Second,  on January 21, 2010 defacto recognition of the plutocracy by the government, Citizens United v. Federal Election Commission, No. 08-205, 558 U.S. 310 (2010).
* His book  was consulted and carried by the delegates to the Constitutional Convention.

http://www.constitution.org/cm/sol-02.htm
de Secondat, Charles, Baron de Montesquieu, The Spirit of the Laws. 2 vols. Originally published anonymously. 1748; Crowder, Wark, and Payne, 1777. Spirit of the Laws Online posting. constitution.org. Trans. Thomas Nugent (1750). Rev. J. V. Prichard. ("Based on a public domain edition published in 1914 by G. Bell & Sons, Ltd., London. Rendered into HTML and text by Jon Roland of The Constitution Society.") Accessed May 16, 2007.
Excerpt:
"What is meant by a Love of the Republic in a Democracy.
A love of the republic in a democracy is a love of the democracy; as the latter is that of equality.
A love of the democracy is likewise that of frugality. Since every individual ought here to enjoy the same happiness and the same advantages, they should consequently taste the same pleasures and form the same hopes, which cannot be expected but from a general frugality.

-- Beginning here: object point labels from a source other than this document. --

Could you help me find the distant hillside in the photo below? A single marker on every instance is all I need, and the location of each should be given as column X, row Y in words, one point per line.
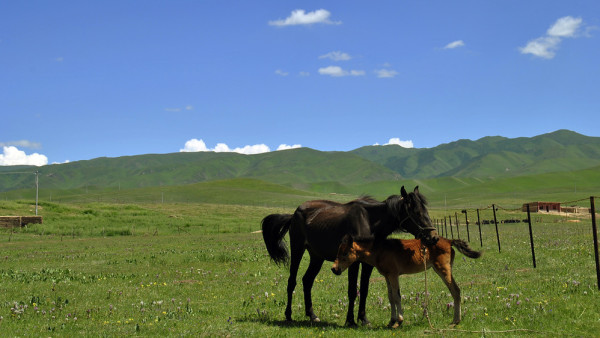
column 297, row 168
column 311, row 170
column 497, row 156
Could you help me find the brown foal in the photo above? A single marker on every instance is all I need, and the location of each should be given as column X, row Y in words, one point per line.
column 394, row 257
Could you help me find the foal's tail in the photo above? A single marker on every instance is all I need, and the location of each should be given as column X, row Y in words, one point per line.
column 464, row 248
column 274, row 227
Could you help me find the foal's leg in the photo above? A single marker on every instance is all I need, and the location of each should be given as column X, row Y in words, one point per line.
column 352, row 291
column 365, row 275
column 445, row 272
column 396, row 318
column 307, row 282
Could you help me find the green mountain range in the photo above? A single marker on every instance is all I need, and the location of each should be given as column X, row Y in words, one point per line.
column 484, row 160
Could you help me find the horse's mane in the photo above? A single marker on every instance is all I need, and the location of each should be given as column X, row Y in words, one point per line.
column 366, row 200
column 363, row 239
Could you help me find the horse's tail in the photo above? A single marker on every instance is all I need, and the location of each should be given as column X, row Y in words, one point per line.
column 464, row 248
column 274, row 227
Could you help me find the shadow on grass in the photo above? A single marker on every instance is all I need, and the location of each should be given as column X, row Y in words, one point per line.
column 308, row 324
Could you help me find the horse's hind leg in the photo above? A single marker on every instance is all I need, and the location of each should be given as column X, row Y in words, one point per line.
column 297, row 251
column 365, row 275
column 352, row 292
column 307, row 282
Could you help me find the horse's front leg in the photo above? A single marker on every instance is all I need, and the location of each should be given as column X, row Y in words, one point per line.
column 365, row 275
column 395, row 301
column 352, row 291
column 307, row 282
column 296, row 256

The love of equality in a democracy limits ambition to the sole desire, to the sole happiness, of doing greater services to our country than the rest of our fellow-citizens. They cannot all render her equal services, but they all ought to serve her with equal alacrity. At our coming into the world, we contract an immense debt to our country, which we can never discharge.
Hence distinctions here arise from the principle of equality, even when it seems to be removed by signal services or superior abilities.
The love of frugality limits the desire of having to the study of procuring necessaries to our family, and superfluities to our country. Riches give a power which a citizen cannot use for himself, for then he would be no longer equal. They likewise procure pleasures which he ought not to enjoy, because these would be also repugnant to the equality.